Sungguh memperihatinkan, tidak hanya di Jawa Timur, tetapi di beberapa wilayah lain juga mengalami kejadian yang sama. Salah satunya di Subang. Sejumlah Anggota DPRD yang baru saja dilantik pada tanggal 4/9/2024 kedapatan menggadaikan SK ke bank sebagai agunan. Besarnya pinjaman pun beragam mulai dari 500 juta hingga 1 miliar (republika.co.id 7/9/2024)

Fenomena ini wajar terjadi di negara yang mengemban sistem demokrasi. Dalam sistem ini, uang dan materi menjadi ukuran kesuksesan. Jadi, tidak heran apabila membutuhkan biaya yang tidak sedikit dalam proses kampanye calon anggota dewan. 

Calon anggota legislatif harus mengeluarkan uang dalam jumlah yang tidak sedikit untuk membiayai proses pemenangannya. Akibatnya, mereka harus segera berupaya untuk dapat melunasi utangnya setelah terpilih.

Politik Berbiaya Mahal

Ada beberapa faktor yang bisa menjadi alasan mereka menggadaikan SK, antara lain:

Pertama, tentu saja beban keuangan yang tinggi selama proses kampanye, seperti perjalanan ke daerah pilihan, penyediaan peralatan kampanye, pembiayaan tim sukses, dan lainnya. 
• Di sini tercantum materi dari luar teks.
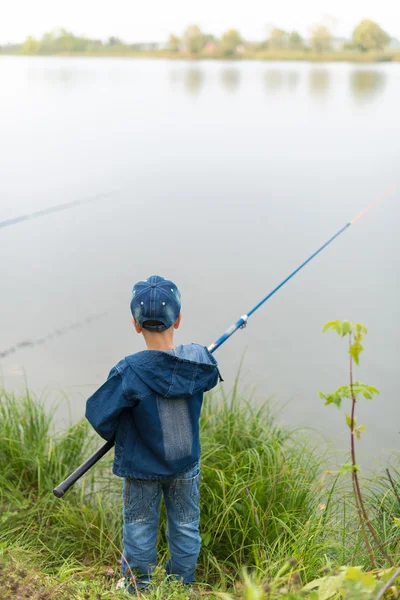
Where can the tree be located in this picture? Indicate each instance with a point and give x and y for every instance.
(114, 41)
(278, 39)
(368, 35)
(30, 45)
(174, 43)
(230, 40)
(295, 41)
(320, 38)
(194, 39)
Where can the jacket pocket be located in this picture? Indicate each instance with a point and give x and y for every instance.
(118, 454)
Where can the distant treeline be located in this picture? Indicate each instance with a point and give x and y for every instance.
(368, 42)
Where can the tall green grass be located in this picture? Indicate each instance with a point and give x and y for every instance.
(264, 495)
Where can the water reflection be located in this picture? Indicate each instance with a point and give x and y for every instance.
(193, 80)
(366, 84)
(57, 76)
(273, 79)
(293, 78)
(319, 81)
(230, 79)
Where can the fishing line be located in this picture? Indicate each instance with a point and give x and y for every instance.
(53, 209)
(60, 490)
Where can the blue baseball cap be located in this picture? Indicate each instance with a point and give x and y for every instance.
(155, 299)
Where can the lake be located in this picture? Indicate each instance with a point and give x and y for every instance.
(223, 176)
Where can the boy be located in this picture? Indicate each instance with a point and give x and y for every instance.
(150, 405)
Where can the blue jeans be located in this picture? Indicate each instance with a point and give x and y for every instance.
(141, 501)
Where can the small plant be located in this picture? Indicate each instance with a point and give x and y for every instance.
(355, 389)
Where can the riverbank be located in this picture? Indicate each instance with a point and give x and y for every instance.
(267, 503)
(265, 55)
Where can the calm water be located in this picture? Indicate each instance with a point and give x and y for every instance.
(223, 177)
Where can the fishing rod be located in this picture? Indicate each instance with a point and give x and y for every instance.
(60, 490)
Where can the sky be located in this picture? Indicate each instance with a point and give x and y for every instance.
(154, 20)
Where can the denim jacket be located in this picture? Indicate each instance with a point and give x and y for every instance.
(150, 405)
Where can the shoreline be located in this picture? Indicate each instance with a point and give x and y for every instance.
(294, 56)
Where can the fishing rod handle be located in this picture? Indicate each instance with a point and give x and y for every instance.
(64, 486)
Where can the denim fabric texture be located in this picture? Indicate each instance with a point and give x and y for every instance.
(150, 406)
(141, 500)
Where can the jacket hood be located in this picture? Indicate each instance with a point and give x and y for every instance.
(177, 373)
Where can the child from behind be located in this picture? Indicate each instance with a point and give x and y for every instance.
(150, 406)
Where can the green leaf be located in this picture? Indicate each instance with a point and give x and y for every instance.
(330, 586)
(333, 399)
(206, 539)
(355, 350)
(360, 328)
(346, 328)
(348, 467)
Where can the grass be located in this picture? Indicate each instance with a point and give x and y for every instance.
(266, 55)
(265, 499)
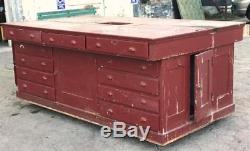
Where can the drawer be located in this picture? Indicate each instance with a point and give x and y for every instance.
(41, 64)
(130, 116)
(35, 76)
(19, 34)
(130, 65)
(36, 89)
(33, 50)
(61, 40)
(129, 81)
(131, 99)
(118, 47)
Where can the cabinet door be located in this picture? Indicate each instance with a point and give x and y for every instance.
(76, 84)
(203, 85)
(223, 77)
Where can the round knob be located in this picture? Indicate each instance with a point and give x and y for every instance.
(43, 63)
(73, 42)
(109, 77)
(144, 67)
(143, 84)
(45, 92)
(32, 36)
(24, 73)
(98, 45)
(143, 119)
(44, 78)
(132, 49)
(110, 94)
(23, 59)
(21, 46)
(25, 85)
(109, 112)
(51, 39)
(11, 33)
(143, 101)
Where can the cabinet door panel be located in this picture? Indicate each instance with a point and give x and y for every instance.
(203, 84)
(223, 76)
(76, 79)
Kedua, gaya hidup hedonis yang tentu saja membutuhkan biaya banyak, sehingga mendorong mereka untuk mencari sumber pembiayaan lain.

Ketiga, utang kepada pihak tertentu yang telah membiayai kampanye, sehingga saat sudah terpilih harus segera dikembalikan.

Politik yang berbiaya mahal ini telah menciptakan ikatan seperti benang kusut yang sulit diurai. Mau tidak mau, para calon harus mengeluarkan biaya mahal untuk membiayai kegiatan-kegiatan dalam masa kampanye. Maka, banyak di antara mereka yang mencari pinjaman dana atau sokongan dari para pengusaha atau pemodal untuk membiayai semua kegiatan mereka. 

Akibatnya, setelah terpilih, akan timbul persoalan lain, yaitu mereka harus mengembalikan modal yang telah digelontorkan atau bahkan harus membalas budi kepada para pemodal yang sudah ikut menyokong pembiayaan selama mereka kampanye.

Dampaknya, tentu saja akan berpengaruh terhadap kinerja, bahkan berpotensi memengaruhi keputusan politik mereka. Sehingga, mereka tidak lagi bekerja demi rakyat, tetapi demi uang, karena tidak ada yang gratis dalam negara dengan sistem demokrasi kapitalis ini. 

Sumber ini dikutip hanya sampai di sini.